According to Kansas City Star coverage, Michael Abron watched Suko from the safety of his house. “It came up to the front window of the house and started banging on the shutters,” said Abron “Then he tried to open the front door and he opened the screen door so I quickly ran downstairs and locked the front door real quick.”
When Tonya Jennings pulled into the driveway of Abron’s house, she said the chimpanzee tried to get in her car. “He came up on top of my explorer, looked through the window, got on top of the car and started punching the sunroof,” Jennings explained. Jennings got out of her car and ran to safety. Property was damaged but no one was hurt by the chimpanzee. The primate’s owner arrived on the scene with a pickup truck and a cage in the back, and the eventually climbed into the cage on its own and was taken into custody, Kansas City Police Chief Jeff Corwin said.
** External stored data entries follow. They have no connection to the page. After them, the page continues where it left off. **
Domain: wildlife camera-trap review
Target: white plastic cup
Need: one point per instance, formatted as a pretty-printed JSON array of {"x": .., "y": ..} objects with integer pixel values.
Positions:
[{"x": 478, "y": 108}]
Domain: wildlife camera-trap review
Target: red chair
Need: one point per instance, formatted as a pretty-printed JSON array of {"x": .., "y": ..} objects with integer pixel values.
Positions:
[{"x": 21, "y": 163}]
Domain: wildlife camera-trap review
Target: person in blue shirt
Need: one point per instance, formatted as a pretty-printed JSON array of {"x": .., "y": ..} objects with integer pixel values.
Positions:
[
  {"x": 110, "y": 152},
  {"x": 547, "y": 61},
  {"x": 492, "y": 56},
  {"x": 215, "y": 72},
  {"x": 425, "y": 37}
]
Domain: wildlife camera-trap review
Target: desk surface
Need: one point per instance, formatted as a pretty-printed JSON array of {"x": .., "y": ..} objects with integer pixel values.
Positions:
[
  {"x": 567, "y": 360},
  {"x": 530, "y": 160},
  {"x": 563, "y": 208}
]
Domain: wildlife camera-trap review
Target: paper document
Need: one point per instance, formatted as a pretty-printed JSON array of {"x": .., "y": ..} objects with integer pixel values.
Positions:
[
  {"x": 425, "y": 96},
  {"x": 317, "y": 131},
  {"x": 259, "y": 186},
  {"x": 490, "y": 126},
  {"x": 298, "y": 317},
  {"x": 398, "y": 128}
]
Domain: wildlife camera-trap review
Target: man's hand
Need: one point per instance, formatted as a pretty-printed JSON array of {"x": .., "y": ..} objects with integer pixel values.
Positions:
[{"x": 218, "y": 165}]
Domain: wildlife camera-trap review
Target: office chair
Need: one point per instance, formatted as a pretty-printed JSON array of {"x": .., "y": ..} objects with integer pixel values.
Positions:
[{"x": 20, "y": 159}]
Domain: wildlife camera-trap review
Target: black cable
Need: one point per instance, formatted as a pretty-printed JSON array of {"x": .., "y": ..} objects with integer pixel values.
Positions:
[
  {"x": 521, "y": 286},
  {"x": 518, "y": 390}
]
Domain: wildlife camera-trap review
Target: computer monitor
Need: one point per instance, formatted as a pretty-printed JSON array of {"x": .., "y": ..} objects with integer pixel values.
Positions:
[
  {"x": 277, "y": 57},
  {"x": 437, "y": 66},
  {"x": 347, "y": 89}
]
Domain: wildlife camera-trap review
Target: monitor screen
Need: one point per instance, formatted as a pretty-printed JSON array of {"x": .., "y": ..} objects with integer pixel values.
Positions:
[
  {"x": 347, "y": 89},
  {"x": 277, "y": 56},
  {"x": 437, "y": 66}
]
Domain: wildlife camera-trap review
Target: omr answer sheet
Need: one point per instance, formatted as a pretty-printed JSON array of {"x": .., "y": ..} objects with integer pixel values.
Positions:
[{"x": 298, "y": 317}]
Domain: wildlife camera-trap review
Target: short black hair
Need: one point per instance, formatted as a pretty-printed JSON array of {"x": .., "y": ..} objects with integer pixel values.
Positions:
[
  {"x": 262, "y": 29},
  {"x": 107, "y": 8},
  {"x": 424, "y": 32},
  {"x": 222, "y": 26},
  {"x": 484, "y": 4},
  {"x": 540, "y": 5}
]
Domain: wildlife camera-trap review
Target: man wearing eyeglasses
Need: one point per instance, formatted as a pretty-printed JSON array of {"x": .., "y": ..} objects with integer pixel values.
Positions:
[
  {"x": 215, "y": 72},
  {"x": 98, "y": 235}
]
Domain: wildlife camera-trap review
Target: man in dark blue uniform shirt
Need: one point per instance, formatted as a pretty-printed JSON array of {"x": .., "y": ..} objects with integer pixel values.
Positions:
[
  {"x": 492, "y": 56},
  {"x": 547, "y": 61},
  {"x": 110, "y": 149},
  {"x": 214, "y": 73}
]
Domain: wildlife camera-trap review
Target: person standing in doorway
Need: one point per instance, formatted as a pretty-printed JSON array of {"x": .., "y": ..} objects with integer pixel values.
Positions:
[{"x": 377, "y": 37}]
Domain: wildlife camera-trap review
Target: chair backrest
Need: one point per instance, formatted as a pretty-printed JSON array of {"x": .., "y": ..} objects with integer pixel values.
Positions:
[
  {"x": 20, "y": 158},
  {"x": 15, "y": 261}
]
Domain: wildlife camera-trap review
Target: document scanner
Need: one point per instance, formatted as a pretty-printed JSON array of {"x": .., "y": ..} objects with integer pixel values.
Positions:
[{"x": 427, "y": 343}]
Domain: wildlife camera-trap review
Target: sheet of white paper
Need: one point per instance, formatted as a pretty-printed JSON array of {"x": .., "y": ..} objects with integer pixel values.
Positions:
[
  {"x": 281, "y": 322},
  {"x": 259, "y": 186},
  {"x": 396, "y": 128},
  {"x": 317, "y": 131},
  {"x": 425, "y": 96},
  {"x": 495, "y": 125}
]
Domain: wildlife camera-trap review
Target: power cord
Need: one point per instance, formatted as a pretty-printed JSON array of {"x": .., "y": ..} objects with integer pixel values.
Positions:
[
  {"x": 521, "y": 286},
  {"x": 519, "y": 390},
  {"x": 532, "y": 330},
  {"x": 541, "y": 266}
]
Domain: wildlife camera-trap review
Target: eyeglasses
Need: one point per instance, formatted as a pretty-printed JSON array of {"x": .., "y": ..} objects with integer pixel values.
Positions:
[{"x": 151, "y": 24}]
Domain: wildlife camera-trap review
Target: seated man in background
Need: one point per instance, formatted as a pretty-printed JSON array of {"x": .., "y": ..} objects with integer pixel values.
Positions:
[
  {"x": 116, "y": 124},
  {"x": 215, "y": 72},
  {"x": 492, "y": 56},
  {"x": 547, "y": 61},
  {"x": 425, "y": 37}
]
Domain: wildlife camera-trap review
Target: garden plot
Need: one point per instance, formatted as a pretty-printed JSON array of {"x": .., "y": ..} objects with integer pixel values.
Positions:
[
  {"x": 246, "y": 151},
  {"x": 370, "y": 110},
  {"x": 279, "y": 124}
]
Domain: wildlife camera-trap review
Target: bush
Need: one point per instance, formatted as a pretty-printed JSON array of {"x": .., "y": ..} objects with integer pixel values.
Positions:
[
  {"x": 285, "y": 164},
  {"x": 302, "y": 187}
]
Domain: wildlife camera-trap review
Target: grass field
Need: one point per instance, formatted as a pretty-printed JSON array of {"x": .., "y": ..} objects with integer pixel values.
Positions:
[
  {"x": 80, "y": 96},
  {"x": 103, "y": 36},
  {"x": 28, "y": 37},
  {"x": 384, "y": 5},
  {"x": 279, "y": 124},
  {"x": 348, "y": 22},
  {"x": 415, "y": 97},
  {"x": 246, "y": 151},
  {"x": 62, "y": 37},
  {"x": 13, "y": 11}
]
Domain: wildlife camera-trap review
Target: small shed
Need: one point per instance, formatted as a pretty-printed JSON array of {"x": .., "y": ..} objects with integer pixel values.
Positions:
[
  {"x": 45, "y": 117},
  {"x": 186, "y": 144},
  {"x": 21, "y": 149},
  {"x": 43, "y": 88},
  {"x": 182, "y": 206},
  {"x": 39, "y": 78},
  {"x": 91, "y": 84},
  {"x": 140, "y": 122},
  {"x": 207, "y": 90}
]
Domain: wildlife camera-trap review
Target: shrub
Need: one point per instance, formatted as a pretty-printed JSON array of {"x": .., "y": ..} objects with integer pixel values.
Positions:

On the national scene, a story written by Charles Sieber’s in last week’s The New York Times (April 25) may portend even greater publicity for chimps. The story highlighted the case of Tommy the chimpanzee, who sued his owner with the help of animal rights lawyer Steven Wise.
As such, Tommy the chimp will go down in history as the first non-human to sue a human captor for his freedom. Wise works with the Nonhuman Rights Project (Nh.R.P.), a group dedicated to getting animals legal representation. He discovered the chimp living in a cage he described as a “dungeon” on the property of a former chimp circus leader in the Adirondacks.